Distributing Python Packages

Over the past weeks, you’ve been creating python code and putting it into repositories.

At the same time, you’ve been installing code created by other people using pip.

Wouldn’t it be nice to be able to install your own code?

Or for that matter, to share code you’ve written with others so that they can install it?

This brings us to the ideas of Packages and Distribution.

Python Packages

The code we’ve written so far has been pretty simple in structure.

We’ve limited ourselves to single Python files (modules) which provide symbols.

We’ve seen how we can make modules runnable by adding __main__ blocks, and how we can use these to protect code we do not want to execute when we import one of our modules.

We’ve also seen how we can import symbols from the modules we write into a Python interpreter, or even into other Python modules we write.

But what happens when our code gets more complex?

What happens when we have a number of modules all of which are related?

We create packages.

A package is any folder that contains a file with the special name __init__.py:

portlets/
├── __init__.py
├── ad.py
├── collection.py
├── events.py
├── support.py
├── thisweekshighlights.py
└── yellowpurple.py

The presence of a file called __init__.py in the directory called “portlets” above turns the directory into a Python package.

Let’s create a “package” here in class.

Fire up a terminal and create a folder called mypackage. In it, create four files.

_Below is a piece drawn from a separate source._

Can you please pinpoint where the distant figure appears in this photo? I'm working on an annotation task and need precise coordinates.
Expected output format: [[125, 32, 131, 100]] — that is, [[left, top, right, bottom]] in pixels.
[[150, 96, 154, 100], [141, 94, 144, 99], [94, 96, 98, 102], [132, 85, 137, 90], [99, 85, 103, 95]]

When you’re done, your directory structure should look like this:

mypackage/
├── __init__.py
├── module1.py
├── module2.py
└── module3.py

In each of the three files starting with module, add the following function (substitute the name of the Python file for <modulename>):

def whoami():
    print "I am <modulename>"

Now, once you’ve saved all that, fire up a Python interpreter in the directory that contains the mypackage directory.

Try the following:

>>> import mypackage
>>> dir()
['__builtins__', '__doc__', '__name__', '__package__', 'mypackage']
>>> dir(mypackage)
['__builtins__', '__doc__', '__file__', '__name__', '__package__', '__path__', 'module1']
>>> import mypackage.mymodule
>>> dir(mypackage.module1)
['__builtins__', '__doc__', '__file__', '__name__', '__package__', 'whoami']
>>> mypackage.module1.whoami()
I am module1
>>>

Turn Data-Structures Into a Package

You’ve been building a collection of data-structure implementations in Python.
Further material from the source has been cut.